I'm going to get a 4 wheels powder coated next week on my 2010 GT-R. I presume the company will jack and axle stand and remove all 4 wheels at once.

Must say I'm a little nervous about this and would ideally like to provide them with some info on the best method to carry this out.

I've had a search, but struggling to find the info.

Anyone point me in the right direction?


----------



## borat52 (Jan 29, 2006)

There are 4 really hard rubber jack points under the sills, I'd personally put the jack stands on these. You'll then need to actually jack the car up on another point.

When I did this to send my calipers off I used a large flat piece of wood and jacked up on the chassis.


----------



## Skint (Oct 11, 2014)

If you look on ebay there is some attatchments to fit a trolley jack that sit in those jacking points.


----------



## Karls (Jul 12, 2010)

As well as the four plastic 'pads' mentioned, there is a rear central jacking point, look for an aluminium dome poking through the undertray and at the front, central again behind the oil drain flap in the engine undertray.


----------



## 5star (Nov 17, 2014)

The front jack point is quite a way back. I have a really low jack and it doesn't reach, so I have to drive the car onto ramps first, then slide the jack under the car. These are the ramps I got, they are really light and perfect size: http://amzn.to/2fzKQAv


----------



## Danny Danger (Jan 24, 2014)

They will most likely just jack the car up with 4 separate jacks.


----------



## keithmac (Mar 1, 2014)

Someone on here had their suspension arms bent by a company jacking his car up to remove the wheels, worste but was they either didn't notice or if they knew didn't tell him about it..


----------



## Trevgtr (Dec 24, 2012)

Tears ago I had a vehicle damaged by an mot bay who jacked the car up using a 2 poster lift with swinging arms... on the cills! Unbelievable I know, 4 whacking great dents in the cills!

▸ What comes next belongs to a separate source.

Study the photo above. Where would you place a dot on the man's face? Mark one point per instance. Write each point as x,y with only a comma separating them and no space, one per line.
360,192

edited to add, Tears should be Years, but actually Tears seems more appropriate because I did nearly cry, a Freudian slip haha.


----------



## Karls (Jul 12, 2010)

5star said:


> The front jack point is quite a way back. I have a really low jack and it doesn't reach, so I have to drive the car onto ramps first, then slide the jack under the car. These are the ramps I got, they are really light and perfect size: http://amzn.to/2fzKQAv


I made mine out of 4" x 2" timber bolted together.


----------



## Kenco (Jul 25, 2003)

Thanks for the advice guys, I will try to talk them into using 4 jacks, sound like the most risk averse method


----------



## Skint (Oct 11, 2014)

I would'nt powder coat any wheels . Never seen a decent lasting job yet.

Slightly off subject what's the actual cost to do them?


----------



## bobbie (Jan 3, 2013)

Hear you are!









Bobby


----------



## 5star (Nov 17, 2014)

If only the underside of my car looked as shine and fresh as that!


----------



## bobbie (Jan 3, 2013)

you mean to say your bottoms not that clean?

Bobby


----------



## davew (Apr 28, 2003)

5star said:


> If only the underside of my car looked as shine and fresh as that!

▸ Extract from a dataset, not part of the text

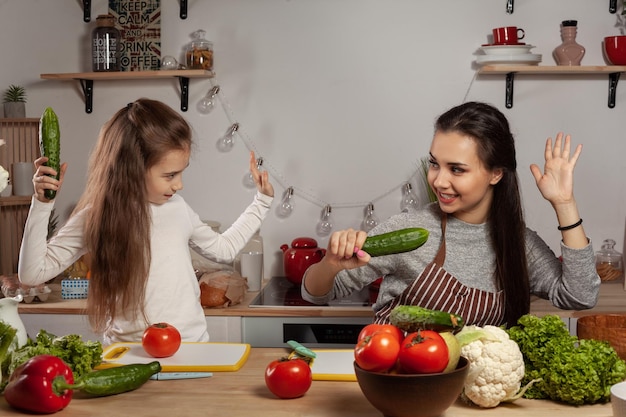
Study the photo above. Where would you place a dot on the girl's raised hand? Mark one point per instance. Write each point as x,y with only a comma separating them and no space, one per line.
261,178
556,182
43,181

we will clean your bottom and make it look pretty:thumbsup::thumbsup::thumbsup::thumbsup::thumbsup::thumbsup:


----------



## lordretsudo (Dec 24, 2011)

Skint said:


> I would'nt powder coat any wheels . Never seen a decent lasting job yet.
> 
> Slightly off subject what's the actual cost to do them?

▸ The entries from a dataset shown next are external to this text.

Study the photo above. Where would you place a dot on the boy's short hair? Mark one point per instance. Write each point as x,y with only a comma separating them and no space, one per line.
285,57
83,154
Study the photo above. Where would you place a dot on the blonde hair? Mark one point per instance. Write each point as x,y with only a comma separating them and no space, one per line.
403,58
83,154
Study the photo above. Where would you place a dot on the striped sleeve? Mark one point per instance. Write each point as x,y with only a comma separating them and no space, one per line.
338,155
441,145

I had the badly kerbed golden wheels on my Scoob powder-coated to anthracite when I got it and they looked like new 6 years later. I had the GTR ones re-done when I got the car 3 1/2 years ago and they still look perfect. If they're looked after I don't see why they wouldn't be OK?! They cost around £60 a wheel (in the northeast at least).


----------



## barry P. (May 9, 2010)

Skint said:


> If you look on ebay there is some attatchments to fit a trolley jack that sit in those jacking points.


The BMW jack pads fit into the Nissan jacking point slots in the GTR chassis, you can buy these rubber pads off eBay, they are very cheap and do a great job spreading the jacking point load and also keep the jack arm off the cars sills.

I bought 4 of these and they do the job really well, eBay item number 15110454233


----------